Hello!
I'm trying to figure out how I would go about converting a couple websites into eBooks for easy reading on my Kindle Paperwhite.
For example, there are two in particular that I would like to convert:
1. Mozilla Developer Network's JavaScript guides:
https://developer.mozilla.org/en-US/docs/Web/JavaScript (all pages on the left panel).
2. Facebook's React Native guide:
https://facebook.github.io/react-nat...d.html#content
I've tried setting up a custom news source within the calibre software, but I get garbled text, presumably from the JavaScript. I also have had trouble keeping the code snippets formatted properly (instead of reduced down to plain text).
Can someone help me set up my scripts to make this work for MDN & FB?

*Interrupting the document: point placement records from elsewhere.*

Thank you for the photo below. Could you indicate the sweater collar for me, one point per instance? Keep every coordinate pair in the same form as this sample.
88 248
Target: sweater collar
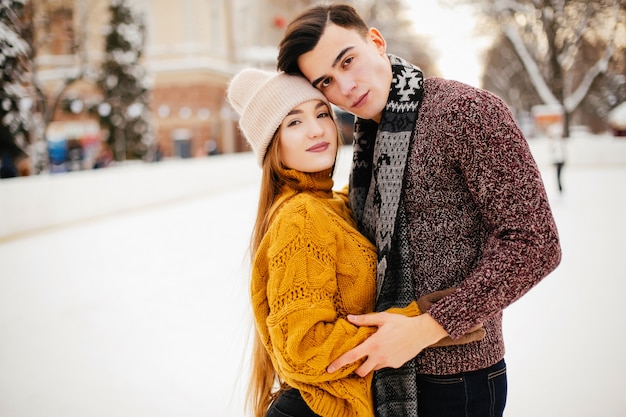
317 181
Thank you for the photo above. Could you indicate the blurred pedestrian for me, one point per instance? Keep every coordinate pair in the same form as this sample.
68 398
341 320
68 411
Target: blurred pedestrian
444 183
310 265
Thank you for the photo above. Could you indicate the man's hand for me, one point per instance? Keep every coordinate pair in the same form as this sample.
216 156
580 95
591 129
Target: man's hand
397 340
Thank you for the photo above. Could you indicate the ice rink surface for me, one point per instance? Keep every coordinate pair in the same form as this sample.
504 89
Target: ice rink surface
144 313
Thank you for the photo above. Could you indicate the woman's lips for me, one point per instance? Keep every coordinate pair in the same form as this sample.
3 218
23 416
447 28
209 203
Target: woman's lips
360 100
320 147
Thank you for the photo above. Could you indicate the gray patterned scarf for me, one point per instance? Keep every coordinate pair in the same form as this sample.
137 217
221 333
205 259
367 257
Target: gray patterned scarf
376 189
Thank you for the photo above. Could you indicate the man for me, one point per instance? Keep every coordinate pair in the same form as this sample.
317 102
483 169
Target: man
444 183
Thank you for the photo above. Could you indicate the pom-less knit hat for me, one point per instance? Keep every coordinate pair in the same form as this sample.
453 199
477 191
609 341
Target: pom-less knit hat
263 99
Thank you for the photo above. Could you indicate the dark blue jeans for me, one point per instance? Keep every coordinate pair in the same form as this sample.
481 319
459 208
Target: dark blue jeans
479 393
290 404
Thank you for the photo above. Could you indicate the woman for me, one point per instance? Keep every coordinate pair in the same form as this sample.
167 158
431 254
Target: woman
310 265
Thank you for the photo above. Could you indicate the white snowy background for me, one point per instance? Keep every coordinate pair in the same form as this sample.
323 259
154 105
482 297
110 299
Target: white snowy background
143 312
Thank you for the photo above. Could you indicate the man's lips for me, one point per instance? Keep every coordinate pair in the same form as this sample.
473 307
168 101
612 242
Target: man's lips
319 147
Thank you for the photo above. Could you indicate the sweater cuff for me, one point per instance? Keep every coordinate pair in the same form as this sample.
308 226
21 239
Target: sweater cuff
411 310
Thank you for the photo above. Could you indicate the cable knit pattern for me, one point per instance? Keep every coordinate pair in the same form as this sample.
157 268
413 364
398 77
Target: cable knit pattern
312 269
478 219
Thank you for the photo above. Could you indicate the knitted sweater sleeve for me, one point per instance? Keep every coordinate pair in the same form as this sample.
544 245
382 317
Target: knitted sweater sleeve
522 245
306 325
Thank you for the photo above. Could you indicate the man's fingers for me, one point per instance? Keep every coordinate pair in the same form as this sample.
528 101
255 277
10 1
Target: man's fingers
347 358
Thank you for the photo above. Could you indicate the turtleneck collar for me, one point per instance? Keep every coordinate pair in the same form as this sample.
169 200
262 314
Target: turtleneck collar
317 181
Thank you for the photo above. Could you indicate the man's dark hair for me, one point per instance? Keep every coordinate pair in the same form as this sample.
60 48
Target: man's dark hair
305 31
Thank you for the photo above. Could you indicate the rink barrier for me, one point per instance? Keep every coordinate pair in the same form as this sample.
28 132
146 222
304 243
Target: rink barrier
34 204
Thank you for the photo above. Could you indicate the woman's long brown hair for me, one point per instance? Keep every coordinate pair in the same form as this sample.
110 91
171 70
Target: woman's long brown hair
265 383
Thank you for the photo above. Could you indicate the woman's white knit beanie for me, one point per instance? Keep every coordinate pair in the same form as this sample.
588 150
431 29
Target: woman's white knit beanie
263 99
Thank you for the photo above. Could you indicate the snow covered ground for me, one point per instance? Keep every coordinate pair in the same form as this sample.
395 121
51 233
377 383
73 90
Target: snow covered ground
144 312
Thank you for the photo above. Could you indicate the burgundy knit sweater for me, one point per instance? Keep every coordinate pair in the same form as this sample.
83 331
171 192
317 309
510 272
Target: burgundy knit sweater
479 218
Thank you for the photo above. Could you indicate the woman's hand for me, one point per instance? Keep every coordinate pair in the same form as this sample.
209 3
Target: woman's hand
397 340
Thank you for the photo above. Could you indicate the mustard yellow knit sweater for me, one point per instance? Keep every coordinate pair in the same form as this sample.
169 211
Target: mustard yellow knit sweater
311 270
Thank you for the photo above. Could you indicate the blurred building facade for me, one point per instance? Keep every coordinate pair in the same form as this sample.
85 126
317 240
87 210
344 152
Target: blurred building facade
193 47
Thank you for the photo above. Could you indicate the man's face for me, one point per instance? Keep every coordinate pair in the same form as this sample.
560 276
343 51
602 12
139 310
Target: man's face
353 73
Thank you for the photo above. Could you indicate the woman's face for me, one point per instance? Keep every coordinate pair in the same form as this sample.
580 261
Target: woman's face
308 138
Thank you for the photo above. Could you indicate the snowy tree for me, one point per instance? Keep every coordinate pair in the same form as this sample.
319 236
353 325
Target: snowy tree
563 45
14 98
123 80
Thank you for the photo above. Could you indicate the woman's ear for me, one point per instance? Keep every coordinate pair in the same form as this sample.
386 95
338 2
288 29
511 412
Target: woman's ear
377 38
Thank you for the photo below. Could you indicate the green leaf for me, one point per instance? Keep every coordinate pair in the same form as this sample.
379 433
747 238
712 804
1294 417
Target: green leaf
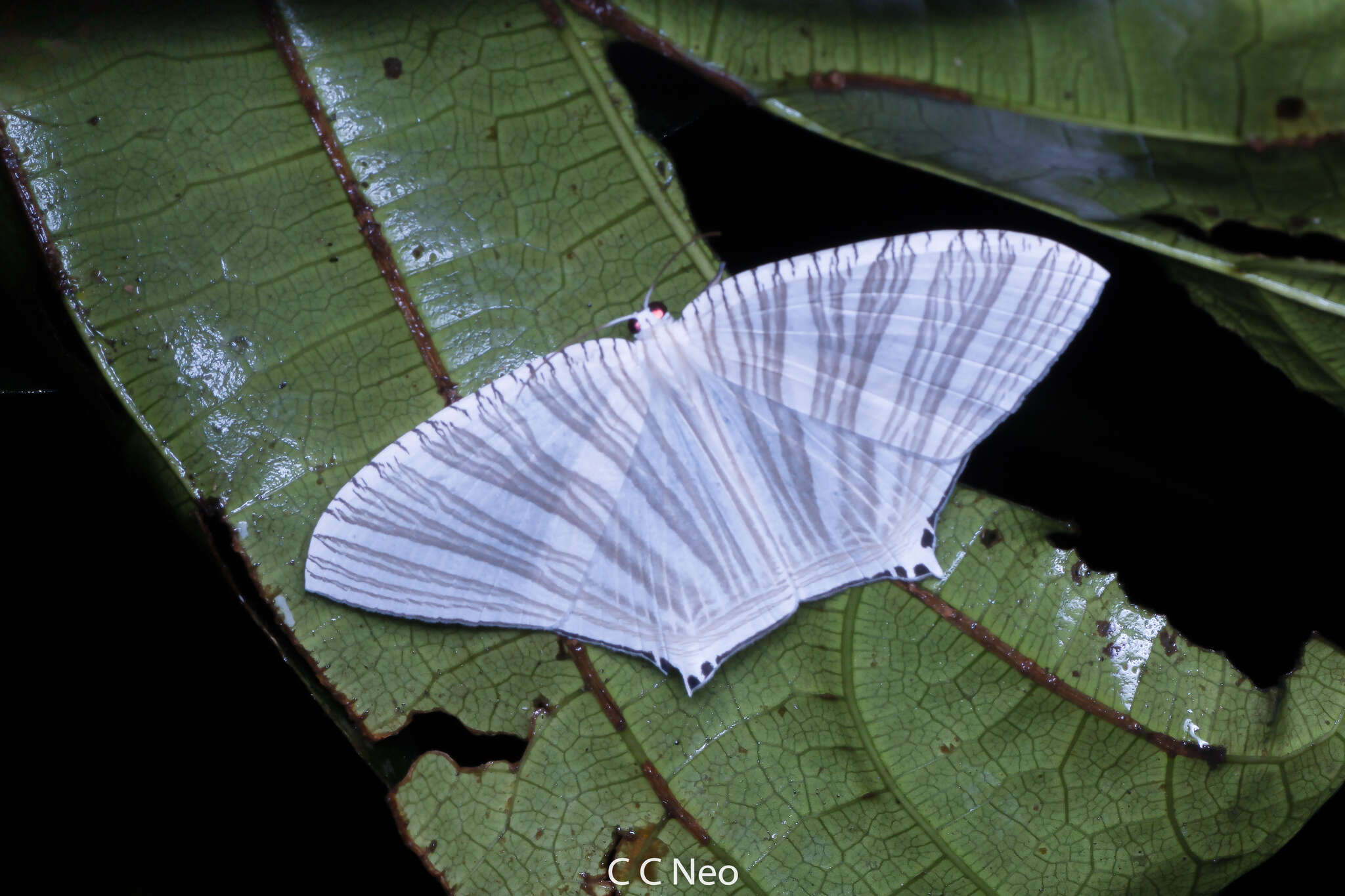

I'll include the script for MDN & a part of the output below, so you can see what's happening.
Thanks a lot!
SCRIPT (partial)
#!/usr/bin/env python2
# vim:fileencoding=utf-8
from __future__ import unicode_literals, division, absolute_import, print_function
from calibre.web.feeds.news import BasicNewsRecipe
class AdvancedUserRecipe1436894783(BasicNewsRecipe):
title = 'MDN JavaScript Guide'
oldest_article = 9999
max_articles_per_feed = 100
auto_cleanup = True
feeds = [
('Introduction', 'https://developer.mozilla.org/en-US/docs/Web/JavaScript/Guide/Introduction'),
('Grammar & Types', 'https://developer.mozilla.org/en-US/docs/Web/JavaScript/Guide/Grammar_and_Types'),
('Control flow and error handling', 'https://developer.mozilla.org/en-US/docs/Web/JavaScript/Guide/Control_flow_and_error_handling'),
('Loops and iteration', 'https://developer.mozilla.org/en-US/docs/Web/JavaScript/Guide/Loops_and_iteration'),
('Functions', 'https://developer.mozilla.org/en-US/docs/Web/JavaScript/Guide/Functions'),
('Expressions and operators', 'https://developer.mozilla.org/en-US/docs/Web/JavaScript/Guide/Expressions_and_Operators'),
('Numbers and dates', 'https://developer.mozilla.org/en-US/docs/Web/JavaScript/Guide/Numbers_and_dates'),
('Text formatting', 'https://developer.mozilla.org/en-US/docs/Web/JavaScript/Guide/Text_formatting'),
('Regular Expressions', 'https://developer.mozilla.org/en-US/docs/Web/JavaScript/Guide/Regular_Expressions'),
('Indexed collections', 'https://developer.mozilla.org/en-US/docs/Web/JavaScript/Guide/Indexed_collections'),
('Keyed collections', 'https://developer.mozilla.org/en-US/docs/Web/JavaScript/Guide/Keyed_collections'),
('Working with objects', 'https://developer.mozilla.org/en-US/docs/Web/JavaScript/Guide/Working_with_Objects'),
('Details of the object model', 'https://developer.mozilla.org/en-US/docs/Web/JavaScript/Guide/Details_of_the_Object_Model'),
('Iterators and generators', 'https://developer.mozilla.org/en-US/docs/Web/JavaScript/Guide/Iterators_and_generators'),
('Meta programming', 'https://developer.mozilla.org/en-US/docs/Web/JavaScript/Guide/Meta_programming'),
]
//MORE FEEDS WOULD GO HERE, UNLESS WE COULD AUTOMATE THE DOWNLOAD OF EVERYTHING CONTAINED WITHIN developer.mozilla.org/en-US/docs/Web/JavaScript/
OUTPUT (partial)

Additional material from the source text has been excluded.